EPB's new voice: Kenya native Hodgen Mainda brings unique political skills to job

Hodgen Mainda
Hodgen Mainda

Hodgen Mainda joined EPB in January as government relations and community development director just as the city-owned utility prepares to potentially play a key role in Tennessee's legislative debate in Nashville about how to expand high-speed internet service into rural communities that lack broadband connections.

EPB, which developed the first citywide, gigabit-per-second internet service in the Western hemisphere, is eager to bring its lightning-fast broadband to Bradley County and other neighboring rural areas that still lack any broadband service. But state law now limits municipal utilities such as EPB from expanding outside their power service territory.
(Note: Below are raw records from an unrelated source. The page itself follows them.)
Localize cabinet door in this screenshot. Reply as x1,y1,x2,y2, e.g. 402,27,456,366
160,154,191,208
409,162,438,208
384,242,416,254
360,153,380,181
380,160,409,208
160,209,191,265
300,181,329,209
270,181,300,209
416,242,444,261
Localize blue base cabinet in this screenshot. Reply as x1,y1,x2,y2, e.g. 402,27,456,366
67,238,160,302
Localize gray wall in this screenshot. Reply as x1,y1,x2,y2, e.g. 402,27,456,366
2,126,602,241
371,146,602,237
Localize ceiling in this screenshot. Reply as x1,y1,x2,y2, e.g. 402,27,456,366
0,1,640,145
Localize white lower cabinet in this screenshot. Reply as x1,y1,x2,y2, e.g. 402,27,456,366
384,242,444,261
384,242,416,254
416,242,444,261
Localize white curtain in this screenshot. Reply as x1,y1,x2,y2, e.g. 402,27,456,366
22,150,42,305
Mainda, who came to Tennessee two decades ago from his native Kenya to study politics and play rugby in college, will likely need both his political training and competitive skills to convince lawmakers to remove such territorial limits against the wishes of major cable TV, telephone and other companies.

EPB's newest executive appears ready for the expected political battle. Mainda, whose father was a former financial advisor to Kenya's president, left his Nairobi, Kenya, in 1997 to play rugby at Middle Tennessee State University and studied political science. He has worked in government relations and business development jobs in Nashville, Knoxville and Chattanooga for a law firm, a physicians practice and, most recently, for Noon Development and River Branch Strategies in Chattanooga.

After moving to Chattanooga in 2008, Mainda met his future wife and decided to put down his roots and have a family in Tennessee rather than return to Kenya.

"I fell in love with this city and when Volkswagen announced it was coming here, that opened up a lot of opportunities and excitement and I decided to stay," Mainda says.

Mainda's wife now works at VW, and Mainda spent the past three and a half years working with developer John Foy on new projects in Mainda's adopted hometown. Mainda also met and previously worked with former Tennessee Deputy Gov. Claude Ramsey at a government relations consulting firm before joining EPB this year.

Mainda has quickly become a leader in Chattanooga, serving on the boards of the Chattanooga Area Chamber of Commerce, WTCI, Memorial Hospital Foundation and The United Way of Greater Chattanooga. Gov. Bill Haslam also appointed Mainda to the board that oversees the Tennessee Education Lottery.

"EPB has a great impact in our community and the expansion of broadband like what EPB has started, I believe, is critical for the future economic growth, education and health care of our state," Mainda says. "It's a tremendous opportunity to be a part of an organization and issue that makes such a difference to so many people."